NBC's 'I'm a Celebrity' debut tops 'Bachelorette'
UPDATED: One of the biggest mysteries of the summer is whether NBC can pull off stripping its reality show revival "I'm a Celebrity Get Me Out of Here" multiple nights a week.
Based on Monday's premiere ratings, the network is off to a good start.
The two-hour "Celebrity" opener drew 6.5 million viewers and a 2.6 rating among adults 18-49 rating, beating the third week of ABC's "The Bachelorette" head-to-head and ranking as the highest-rated original entertainment program of the night. The "Celebrity" rating also managed to climb with each successive half hour, which could bode well.
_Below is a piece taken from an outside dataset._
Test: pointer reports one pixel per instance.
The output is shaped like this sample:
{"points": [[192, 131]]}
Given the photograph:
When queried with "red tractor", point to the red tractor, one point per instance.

NBC tied CBS as the evening's top-rated network in the adult demo, with CBS airing its usual chart-topping repeats (with a "Two and a Half Men" encore winning the night). "Celebrity" led into the NBC finale of "Medium" (7.4 million, 2.3) at 10 p.m., which won the hour.
ABC was in second place, a two-hour "Bachelorette" (6.4 million, 2.2) climbing from last week despite the added competition from NBC's reality debut. At 10 p.m., "Here Come the Newlyweds" (5 million, 2.0) likewise climbed from last week's second season premiere, holding most of its lead-in. Fox and the CW aired repeats.
UPDATE: Did Heidi and Spencer quit "I'm a Celebrity" as they threatened on air last night? TMZ is saying "yes," NBC is saying no comment. "Speidi" were among the more interesting characters in last night's episode and supposedly walked off, not appreciating the experience or castmates. Interesting if true since "Celebrity" is produced by Granada America, which also produced (tho with different exec prods) the recent and short-lived "Chopping Block" for NBC where the exact same thing happened -- two characters quit at the end of the first episode citing the tone/cast of the show. Viewers point fingers at the quitters, but it's part of a reality producers' job to cast participants who are game for the experience and to talk potential quitters off the ledge.
Spencer whined last night, "I'm too rich and too famous to be sitting with these people ... this cast is devaluing my fame" which is the hallmark of (A) somebody who is insanely arrogant and six months away from having a post-"Hills" reality check and (B) somebody who hasn't processed what he was getting into in the first place.
Reality show walk-offs after five episodes can be high drama. Somebody quitting after one episode is a production screw up.